Updated: Jul 3, 2026

Closed-loop Neuro-robotic Experiments to Test Computational Properties of Neuronal Networks
11:18

Closed-loop Neuro-robotic Experiments to Test Computational Properties of Neuronal Networks

Published on: March 2, 2015

Spiking networks for Bayesian inference and choice.

Wei Ji Ma1, Jeffrey M Beck, Alexandre Pouget

  • 1Department of Brain and Cognitive Sciences, University of Rochester, Rochester, NY 14627, USA.

Current Opinion in Neurobiology
|August 6, 2008
PubMed
Summary
This summary is machine-generated.

Neural populations encode stimulus probability distributions, not just single values, to explain Bayes-optimal behavior in sensory and motor tasks.
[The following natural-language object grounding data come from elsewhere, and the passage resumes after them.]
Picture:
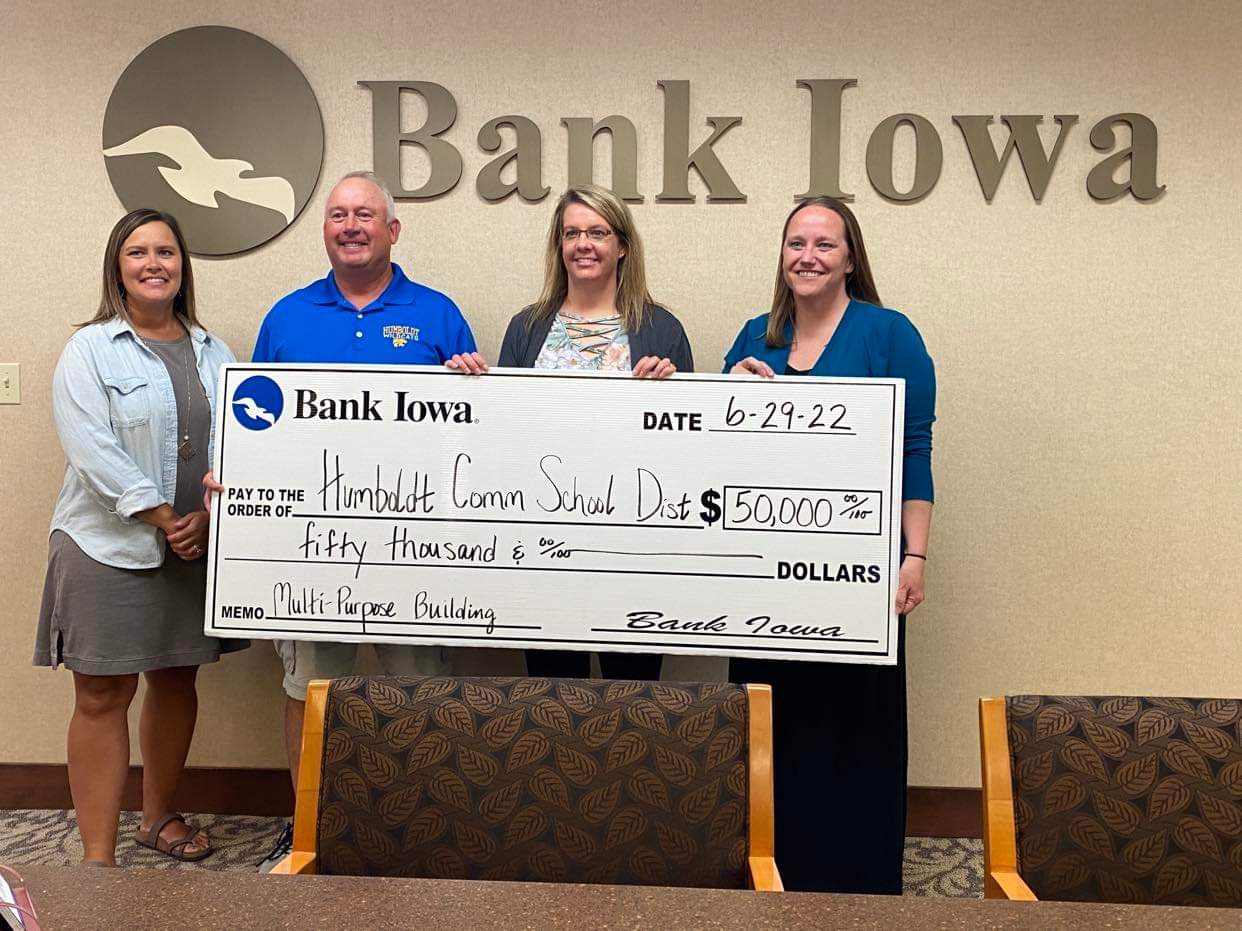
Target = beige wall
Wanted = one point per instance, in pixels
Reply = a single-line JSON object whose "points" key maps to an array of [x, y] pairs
{"points": [[1087, 448]]}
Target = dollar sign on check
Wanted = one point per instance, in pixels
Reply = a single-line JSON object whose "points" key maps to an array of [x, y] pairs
{"points": [[709, 499]]}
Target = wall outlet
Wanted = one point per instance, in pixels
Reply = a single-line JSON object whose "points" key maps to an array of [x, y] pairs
{"points": [[10, 384]]}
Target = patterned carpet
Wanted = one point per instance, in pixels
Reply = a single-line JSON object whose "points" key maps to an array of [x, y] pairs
{"points": [[943, 867]]}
This research links neural variability to probabilistic computations for better understanding brain function.

Related Experiment Videos

Last Updated: Jul 3, 2026

Closed-loop Neuro-robotic Experiments to Test Computational Properties of Neuronal Networks
11:18

Closed-loop Neuro-robotic Experiments to Test Computational Properties of Neuronal Networks

Published on: March 2, 2015

Area of Science:

  • Neuroscience
  • Computational Neuroscience
  • Psychophysics

Background:

  • Traditional systems neuroscience views neural populations as encoding single stimulus values.
  • Psychophysics demonstrates human near-Bayes-optimal use of stimulus uncertainty in computations.
  • This discrepancy suggests neural populations encode probability distributions, not just point estimates.

Purpose of the Study:

  • To explore probabilistic coding in neural populations.
  • To investigate how neural variability supports probabilistic computations like cue integration.
  • To establish a quantitative link between Bayes-optimal behavior and neural operations.

Main Methods:

  • The study proposes a probabilistic code leveraging neural variability.
  • This code allows for neural implementations of probabilistic computations.
  • It facilitates evaluation of probabilistic codes and predictions for neural recordings.

Main Results:

  • A probabilistic neural code utilizing neural variability is proposed.
  • This code enables simple neural implementations of computations like optimal cue integration.
  • The approach offers novel methods for evaluating probabilistic codes.

Conclusions:

  • Neural populations encode probability distributions over stimuli, aligning with psychophysical findings.
  • Neural variability is a key mechanism for implementing probabilistic computations.
  • This framework advances our understanding of neural coding and Bayes-optimal behavior.